PART 24

PART 24

_Yasmin_

Nada suara Jati saat bertanya tadi terasa sedikit meninggi disertai penekanan. Perasaan segan saat Yasmin tidak sengaja menyebutkan nama Bian saat berbicara di telepon semakin bertambah. Yasmin terkadang menyesali perasaannya yang kelewat sensitif. Nada suara yang berubah sedikit saja dari lawan bicara, radar sensitifnya langsung berbunyi. Dia bisa mengetahui perubahan mood seseorang hanya dari cara bicara. Dia pun cukup yakin raut wajah Jati saat itu juga sedang tidak bersahabat.

He isn't jealous, right?

"Boleh aja sih kalo Kak Jati mau ikut. Tadi aku mau nawarin, trus aku pikir Kak Jati kerja, makanya aku nggak jadi nanya. Tapi kalau Kak Jati mau nganterin, ayo deh."

"Saya hanya bertanya, bukan berarti nawarin diri buat nganter."

Basa-basi banget.

"Ya udah. Aku hubungi mama dulu buat minta tolong ke supirnya."

"Jadi kamu lebih senang diantar supir daripada saya?"

Eh? Ini maksudnya gimana sih?

Yasmin mengurungkan niat menghubungi mama. Nampaknya ada seseorang yang sedang dalam keadaan bad mood di mobil itu. Bukan dirinya, yang pasti.

"Kak Jati kenapa sih, ngomongnya jadi ketus gitu? Aku nggak masalah kalau nggak diijinin pergi, tapi nanyanya nggak nge-gas gitu, bisa?"

Yasmin mengelus dada. Kenapa malah sekarang dia jadi ikut-ikutan meninggikan nada suara sih?

"Maaf. Tiba-tiba aja gitu, tanpa disadari."

Yasmin bergeming. Kedua tangannya bersedekap. "Padahal baru juga baikan, malah balik jadi gini lagi. Tolong ya, Kak. Jangan ngomong ketus lagi. Aku nggak suka."

"Maaf, Yas. Maaf banget."

Yasmin melirik Jati sekilas dan menggumam. "Iya, dimaafin."
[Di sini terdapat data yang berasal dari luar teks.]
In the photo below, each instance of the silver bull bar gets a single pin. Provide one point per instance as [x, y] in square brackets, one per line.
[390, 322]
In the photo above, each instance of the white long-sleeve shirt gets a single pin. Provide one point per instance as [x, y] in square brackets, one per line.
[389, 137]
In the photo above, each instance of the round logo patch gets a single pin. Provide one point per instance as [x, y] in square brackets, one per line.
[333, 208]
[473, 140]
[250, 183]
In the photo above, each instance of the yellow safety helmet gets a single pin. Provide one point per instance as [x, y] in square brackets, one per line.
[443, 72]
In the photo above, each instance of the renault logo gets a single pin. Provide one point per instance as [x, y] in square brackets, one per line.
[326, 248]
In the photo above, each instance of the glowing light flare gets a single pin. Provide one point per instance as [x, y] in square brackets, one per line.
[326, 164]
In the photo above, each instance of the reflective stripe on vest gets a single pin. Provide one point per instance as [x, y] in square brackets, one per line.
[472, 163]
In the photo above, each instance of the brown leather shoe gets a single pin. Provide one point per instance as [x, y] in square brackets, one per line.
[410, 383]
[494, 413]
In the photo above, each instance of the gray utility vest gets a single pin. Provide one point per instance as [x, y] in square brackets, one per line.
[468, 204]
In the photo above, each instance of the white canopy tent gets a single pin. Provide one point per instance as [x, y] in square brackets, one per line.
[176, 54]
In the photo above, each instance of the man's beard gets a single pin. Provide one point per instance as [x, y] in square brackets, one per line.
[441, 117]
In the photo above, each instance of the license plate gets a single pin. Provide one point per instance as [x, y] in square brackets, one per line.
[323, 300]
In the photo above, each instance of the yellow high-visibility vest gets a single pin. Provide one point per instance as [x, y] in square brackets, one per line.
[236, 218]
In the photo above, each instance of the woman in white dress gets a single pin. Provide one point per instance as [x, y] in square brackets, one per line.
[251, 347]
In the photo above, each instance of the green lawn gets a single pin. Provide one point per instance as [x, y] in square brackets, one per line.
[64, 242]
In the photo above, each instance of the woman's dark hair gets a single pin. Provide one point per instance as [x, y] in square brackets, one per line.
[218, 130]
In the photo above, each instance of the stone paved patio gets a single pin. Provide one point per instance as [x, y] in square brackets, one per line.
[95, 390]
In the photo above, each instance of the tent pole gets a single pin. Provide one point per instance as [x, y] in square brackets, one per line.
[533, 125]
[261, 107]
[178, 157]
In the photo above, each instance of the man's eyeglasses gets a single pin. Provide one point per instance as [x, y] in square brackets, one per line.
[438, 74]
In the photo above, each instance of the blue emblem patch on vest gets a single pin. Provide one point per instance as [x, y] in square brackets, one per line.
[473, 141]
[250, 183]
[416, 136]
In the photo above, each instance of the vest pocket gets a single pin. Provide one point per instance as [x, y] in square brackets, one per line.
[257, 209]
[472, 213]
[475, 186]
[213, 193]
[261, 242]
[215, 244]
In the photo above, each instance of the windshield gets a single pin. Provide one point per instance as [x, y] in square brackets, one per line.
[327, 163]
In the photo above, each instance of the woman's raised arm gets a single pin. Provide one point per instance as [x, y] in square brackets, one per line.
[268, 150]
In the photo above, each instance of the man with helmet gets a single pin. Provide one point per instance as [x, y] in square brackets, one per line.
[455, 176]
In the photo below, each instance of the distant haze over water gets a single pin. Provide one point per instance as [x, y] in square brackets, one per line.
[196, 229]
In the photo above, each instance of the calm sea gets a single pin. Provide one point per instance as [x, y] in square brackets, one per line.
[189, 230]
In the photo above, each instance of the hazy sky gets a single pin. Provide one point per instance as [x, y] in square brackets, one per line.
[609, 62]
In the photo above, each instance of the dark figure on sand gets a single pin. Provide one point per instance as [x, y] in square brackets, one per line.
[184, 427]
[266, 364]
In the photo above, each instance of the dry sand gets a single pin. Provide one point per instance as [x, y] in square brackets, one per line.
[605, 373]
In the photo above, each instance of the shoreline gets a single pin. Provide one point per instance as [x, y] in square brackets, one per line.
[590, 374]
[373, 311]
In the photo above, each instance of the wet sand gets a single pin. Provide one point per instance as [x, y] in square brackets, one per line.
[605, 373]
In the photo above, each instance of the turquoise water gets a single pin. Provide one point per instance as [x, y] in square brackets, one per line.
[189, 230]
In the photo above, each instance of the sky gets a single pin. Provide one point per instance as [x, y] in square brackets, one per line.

Masih menunggu balasan, Yasmin mengurai sedekap tangannya, menggeser tubuhnya sedikit hingga setengah menghadap Jati.

"Kenapa bisa gitu, Kak?"

"Apanya?"

"Waktu aku nanya tadi."

Helaan napas Jati terdengar berat.

"Jawabnya jangan marah lho ya?" Yasmin mengingatkan.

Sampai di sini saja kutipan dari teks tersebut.